La sera è fresca, la luce bruna nel cielo soffusa, calda. La pella scotta ancora dopo il solleone, nella notte mille stelle nel cielo sono isole irraggiungibili.

C'è un dolce sapore nel cuore, una nostalgia felice, come qualcosa che è già irrimediabilmente perduto, ma che sai ripeterà ancora dieci, mille volte. Un ricordo, una gonna che svolazza, gambe dorate che passeggiano, mani intrecciate. Una tranquilla appartenenza. C'è solo il silenzio, il chiarore della luna, occhi socchiusi che indugiano in un dormiveglia dolce e sensuale, onde del cuore che abbandonano su immense spiaggie deserte conchiglie che parlano di abissi dell'anima, cristallini, e colmi di una luce profondamente verdazzurra. Il brivido tranquillo della bossa nova.

La voce morbida di Carlos Lyra, e il ritmo tranquillamente, sensualmente estenuato del Brasile. Il suono del sax di Paul Winter che ripiegato su stesso trova sempre quella giusta morbidezza del suono. Che lo modella come in una luce d'orzo. Tranquilla, consapevole.
"Voce e Eu", solo "Tu ed io", e nulla più. Le parole di Vinicius de Moraes, morbide come petali, come curve di un seno che si intravede malizioso da un abito leggero, come morbidi fianchi da cingere con il proprio braccio. Undici canzoni come perle in questo disco.
Undici brani come perle selvagge, che sembrano tutte uguali e che invece non lo sono. Perché come ogni perla, anche ognuna di queste canzoni ha la sua luce, la sua sfumatura grigiorosea, come un cielo che si scherma con una coperta di nubi, prima di una lunga notte di brividi, di sensazioni che scivolano addosso, di carezze sul collo. Il Brasile.

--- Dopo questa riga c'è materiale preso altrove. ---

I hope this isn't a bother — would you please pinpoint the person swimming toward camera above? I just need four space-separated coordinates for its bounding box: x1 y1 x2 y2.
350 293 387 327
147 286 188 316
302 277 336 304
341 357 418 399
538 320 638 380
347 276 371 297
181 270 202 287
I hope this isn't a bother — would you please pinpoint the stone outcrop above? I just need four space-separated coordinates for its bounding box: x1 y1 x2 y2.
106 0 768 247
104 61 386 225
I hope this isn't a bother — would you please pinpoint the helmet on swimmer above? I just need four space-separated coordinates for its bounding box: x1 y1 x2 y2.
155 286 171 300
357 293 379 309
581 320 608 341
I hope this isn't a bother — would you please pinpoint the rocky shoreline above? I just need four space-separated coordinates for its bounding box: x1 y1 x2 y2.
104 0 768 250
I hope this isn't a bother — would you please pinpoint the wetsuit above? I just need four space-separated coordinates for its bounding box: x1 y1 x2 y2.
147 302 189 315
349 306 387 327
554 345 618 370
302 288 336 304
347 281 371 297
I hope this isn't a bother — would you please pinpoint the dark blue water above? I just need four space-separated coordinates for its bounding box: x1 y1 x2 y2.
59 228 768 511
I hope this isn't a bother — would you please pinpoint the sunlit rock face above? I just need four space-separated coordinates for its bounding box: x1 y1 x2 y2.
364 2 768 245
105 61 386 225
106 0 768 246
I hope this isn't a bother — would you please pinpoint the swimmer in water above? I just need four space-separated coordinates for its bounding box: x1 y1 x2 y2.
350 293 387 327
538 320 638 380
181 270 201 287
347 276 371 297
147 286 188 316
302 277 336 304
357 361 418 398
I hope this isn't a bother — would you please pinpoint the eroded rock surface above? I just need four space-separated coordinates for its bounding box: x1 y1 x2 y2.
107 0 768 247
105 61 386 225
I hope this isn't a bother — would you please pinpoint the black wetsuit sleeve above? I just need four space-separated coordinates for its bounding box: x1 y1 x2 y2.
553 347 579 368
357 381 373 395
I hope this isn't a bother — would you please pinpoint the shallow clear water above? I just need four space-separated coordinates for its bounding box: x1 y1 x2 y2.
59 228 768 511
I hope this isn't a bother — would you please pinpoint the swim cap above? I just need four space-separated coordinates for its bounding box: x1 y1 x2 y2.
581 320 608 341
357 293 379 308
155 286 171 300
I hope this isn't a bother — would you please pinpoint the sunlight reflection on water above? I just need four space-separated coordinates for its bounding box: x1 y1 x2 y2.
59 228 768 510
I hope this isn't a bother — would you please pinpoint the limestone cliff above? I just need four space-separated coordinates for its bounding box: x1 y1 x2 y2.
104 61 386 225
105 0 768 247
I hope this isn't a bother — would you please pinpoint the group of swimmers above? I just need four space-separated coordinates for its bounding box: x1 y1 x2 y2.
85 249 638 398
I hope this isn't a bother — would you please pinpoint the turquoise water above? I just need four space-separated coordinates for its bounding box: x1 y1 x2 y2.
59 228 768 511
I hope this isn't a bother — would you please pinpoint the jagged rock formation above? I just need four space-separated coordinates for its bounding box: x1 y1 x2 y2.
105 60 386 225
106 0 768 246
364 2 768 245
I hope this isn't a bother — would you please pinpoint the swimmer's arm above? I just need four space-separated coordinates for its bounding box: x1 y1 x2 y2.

Il Brasile che non è solo carnevale, non è solo danze, non è solo spiaggie, che non è solo culi che si muovono frenetici nella torcida carioca o tette sventolate al vento come trofei. C'è il Brasilek, quello vero e autentico, in questo storico disco del 1964. L'anima poeticamente sconfinata e dolcissima di questo grande paese. L'anima dell'"Ordem e Progresso". Poesia, saudade, una chitarra le cui corde sono sfiorate come una mano accarezza la schiena di una donna.
Una voce che sussurra come a cantare una ninna-nanna in "De Quem Ama", il ritmo buffonesco di "Aruanda", la dolcezza da accapponare la pelle in "Coisa Mais Linda". Il sax di Winter che fa da contraltare, quasi un alter-ego, alla linea vocale sempre pacata, dolcissimamente misurata di Carlos Lyra. Chiudete gli occhi, e iniziate a sognare.

Questo disco è splendido, levigato e sensuale come un'orchidea. E come le curve morbide e lo sguardo innamorato di una donna.